ビーズ状の宝飾品は、副葬品、家宝の交換、さらには交換媒体として機能していました。発見された人骨の腕には、巻きついたガラス製のブレスレットが装着されていたことが確認されています。

埋葬習慣と儀式

ギリマヌクで発見された人骨は、地面に直接埋葬されているか、容器に入れられて埋葬されています。バリ島各地で見られる埋葬容器は、通常、石棺の形をしています。壺を用いた埋葬容器はギリマヌクやパクンで、ネカラを用いたものはマニクリウ村で発見されています。

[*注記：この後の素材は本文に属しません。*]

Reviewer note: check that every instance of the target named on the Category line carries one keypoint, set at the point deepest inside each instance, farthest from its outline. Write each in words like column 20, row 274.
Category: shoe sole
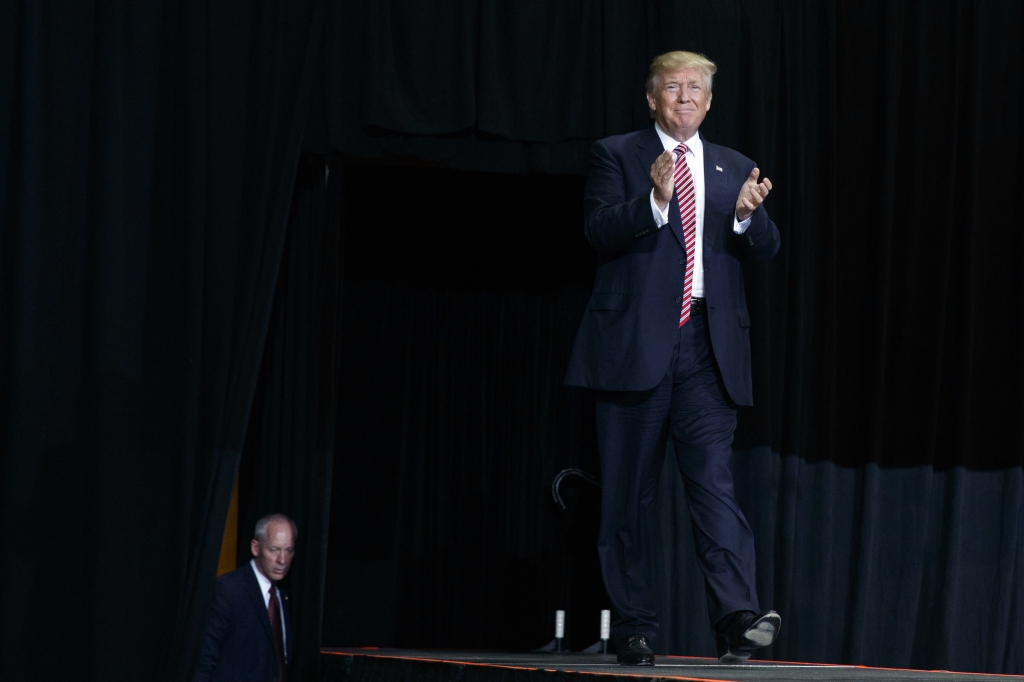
column 763, row 631
column 733, row 657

間接的な埋葬方法として、遺体を一時的に地面や舟形の木箱に埋葬し、後に正式な儀式を行う際に取り出し、洗浄・包帯を施してから、瓶や石の墓、または容器を用いずに地面に再埋葬する習慣がありました。社会的に重要な地位にある人々の埋葬には、家禽、犬、壺、青銅や鉄製品、ビーズ、その他の宝飾品などが副葬品として供えられました。

ギリマヌク遺跡におけるモンゴロイド人種の埋葬

アルディカ(2018)の研究によれば、バリ島のギリマヌク遺跡で発見された埋葬人骨は、モンゴロイド人種の特徴を持つ現生人類であることが示されています。

バリ島内陸部の石棺埋葬

同時期、バリ島内陸部では、地域社会の指導者や尊敬される人物に対して、石棺(サルコファガス)を用いた埋葬が行われていました。さらに、敬意の表現として礼拝施設の建設も進められ、テンガナン・ペグリンシンガン、トゥルニャン、バトゥカアン、セルルン、プンガジャラン、センビラン、ゲルゲル、ポー・アセム・デパー、ブサキ・ケラマスなどの村々にその遺構が残っています。特にテンガナン・ペグリンシンガン村では、階段状の村構造、川石で舗装された村道、水牛飼育の伝統、男根形のカク石を用いたシャーマン寺院の建築など、強い巨石文化の伝統が見られます。

インドネシアにおける金属文化

インドネシアの金属文化は、西マレーシアを経由して波状的に伝わってきたドンソン文化を中心とするアジア本土の金属文化と同じグループに属しています。スックモノ(1973)は、カーンとフォン・ハイネ・ゲルドレンの理論に基づき、この文化の担い手はオーストロネシア人であり、インドネシア人の祖先は新石器時代(紀元前約2000年)に2つの波で到来したと主張しています。